Flu activity rose again last week, nearly reaching the seasonal baseline, with all three strains circulating and subtypes varying by region and age, the US Centers for Disease Control and Prevention (CDC) said in its weekly update today.
Nationally, one of the main markers—the percentage of clinic visits for flulike illness—rose to 2.3%, putting it just below the 2.4% baseline. However, four of the country's regions are above their specific baselines, and more states are reporting high and widespread flu activity.
Hot spots mainly in southern states
Parts of the country where flu is at or above baseline include southeastern, south central, central Midwest, and southwestern states.
The flu activity map, another indicator of clinic visits for flu, shows that Louisiana is reporting high levels, with Puerto Rico and five states (Alabama, Georgia, Mississippi, South Carolina, and Texas) reporting moderate activity.
Regarding geographic spread, flu is widespread in three states, up from two the previous week. They are California, Louisiana, and Maryland.
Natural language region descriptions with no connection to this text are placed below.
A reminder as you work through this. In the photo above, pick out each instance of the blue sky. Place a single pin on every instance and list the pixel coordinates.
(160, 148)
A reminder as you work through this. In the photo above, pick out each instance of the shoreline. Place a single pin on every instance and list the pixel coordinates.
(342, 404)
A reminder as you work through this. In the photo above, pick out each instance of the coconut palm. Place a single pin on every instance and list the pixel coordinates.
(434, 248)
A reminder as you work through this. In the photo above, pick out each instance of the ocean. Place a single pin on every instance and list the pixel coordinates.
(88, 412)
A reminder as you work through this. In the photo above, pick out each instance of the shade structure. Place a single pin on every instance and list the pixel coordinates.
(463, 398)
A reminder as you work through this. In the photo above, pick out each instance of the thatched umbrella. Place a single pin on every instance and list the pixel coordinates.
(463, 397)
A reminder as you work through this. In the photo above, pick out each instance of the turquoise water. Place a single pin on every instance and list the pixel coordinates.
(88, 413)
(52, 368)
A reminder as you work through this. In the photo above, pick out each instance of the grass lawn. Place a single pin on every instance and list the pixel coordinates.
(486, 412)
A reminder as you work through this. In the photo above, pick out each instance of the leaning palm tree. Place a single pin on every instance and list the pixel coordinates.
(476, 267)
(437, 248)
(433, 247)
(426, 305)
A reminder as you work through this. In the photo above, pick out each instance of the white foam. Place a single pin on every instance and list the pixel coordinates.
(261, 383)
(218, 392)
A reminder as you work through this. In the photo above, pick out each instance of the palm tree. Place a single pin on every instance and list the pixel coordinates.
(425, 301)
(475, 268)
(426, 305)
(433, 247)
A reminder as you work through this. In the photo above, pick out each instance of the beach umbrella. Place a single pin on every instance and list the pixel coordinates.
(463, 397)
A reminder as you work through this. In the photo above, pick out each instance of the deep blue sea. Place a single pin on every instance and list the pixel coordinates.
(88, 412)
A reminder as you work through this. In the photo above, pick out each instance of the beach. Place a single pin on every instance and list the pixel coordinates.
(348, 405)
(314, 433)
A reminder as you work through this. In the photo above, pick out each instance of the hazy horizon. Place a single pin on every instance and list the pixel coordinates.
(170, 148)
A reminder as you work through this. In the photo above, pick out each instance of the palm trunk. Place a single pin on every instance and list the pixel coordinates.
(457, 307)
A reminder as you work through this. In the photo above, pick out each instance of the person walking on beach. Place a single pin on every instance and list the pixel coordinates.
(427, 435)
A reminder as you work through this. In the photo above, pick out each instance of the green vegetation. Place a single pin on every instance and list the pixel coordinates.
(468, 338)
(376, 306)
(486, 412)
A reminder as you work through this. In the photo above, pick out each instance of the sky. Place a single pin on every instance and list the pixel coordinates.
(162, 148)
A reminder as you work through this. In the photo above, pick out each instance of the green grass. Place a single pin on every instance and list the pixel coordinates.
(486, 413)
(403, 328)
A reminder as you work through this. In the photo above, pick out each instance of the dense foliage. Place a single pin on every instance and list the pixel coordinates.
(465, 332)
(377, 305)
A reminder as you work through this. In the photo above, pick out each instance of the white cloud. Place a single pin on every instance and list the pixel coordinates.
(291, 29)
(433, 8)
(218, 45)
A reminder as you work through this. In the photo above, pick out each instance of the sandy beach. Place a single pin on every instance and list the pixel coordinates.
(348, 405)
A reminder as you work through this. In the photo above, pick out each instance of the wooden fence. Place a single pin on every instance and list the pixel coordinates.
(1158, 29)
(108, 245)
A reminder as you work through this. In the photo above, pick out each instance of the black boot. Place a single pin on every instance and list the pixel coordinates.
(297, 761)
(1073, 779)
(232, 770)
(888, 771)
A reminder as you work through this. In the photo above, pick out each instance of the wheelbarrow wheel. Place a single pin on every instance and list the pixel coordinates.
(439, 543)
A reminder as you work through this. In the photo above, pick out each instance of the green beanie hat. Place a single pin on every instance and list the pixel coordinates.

Influenza B predominant, but all strains circulating
The CDC said the influenza B Victoria lineage virus is currently predominant, which is unusual for this early in the flu season. Usually, influenza B activity rises late in the Northern Hemisphere’s season. However, there was little activity from the subtype in the latter part of the 2018-2019 season.
However, the agency added that all three strains are circulating, with patterns that vary by region and patient age. At public health laboratories last week, 59% of specimens that tested positive for flu were influenza B and 41% were influenza A. And of the subtyped influenza A viruses, 61.5% were 2009 H1N1 and 38.5% were H3N2.
Influenza B was most common in people younger than 24 years old and H3N2 was most common in seniors. In adults ages 24 to 64, equal proportions of all three strains have been reported.
Regional patterns show that influenza B is more common in the south and southeast, 2009 H1N1 is more frequently detected in the central states, and H3N2 is more common in the northeast.
Two more pediatric flu deaths
Last week, two more pediatric flu deaths were reported to the CDC, one from the previous season and one from the current season. The reports push last season's total to 143. The death from the current season was linked to influenza B, raising this season’s total to three.
The overall percentage of deaths from pneumonia and flu—which typically rises later in the flu season—was 4.9% last week, well below the 6% epidemic threshold.
Health officials recommend that everyone age 6 months and older be vaccinated against flu, preferably by the end of October.
Flu vaccine makers expect to make between 162 million and 169 million doses for the US market. According to the CDC, as of Nov 11, companies had distributed 162.1 million doses.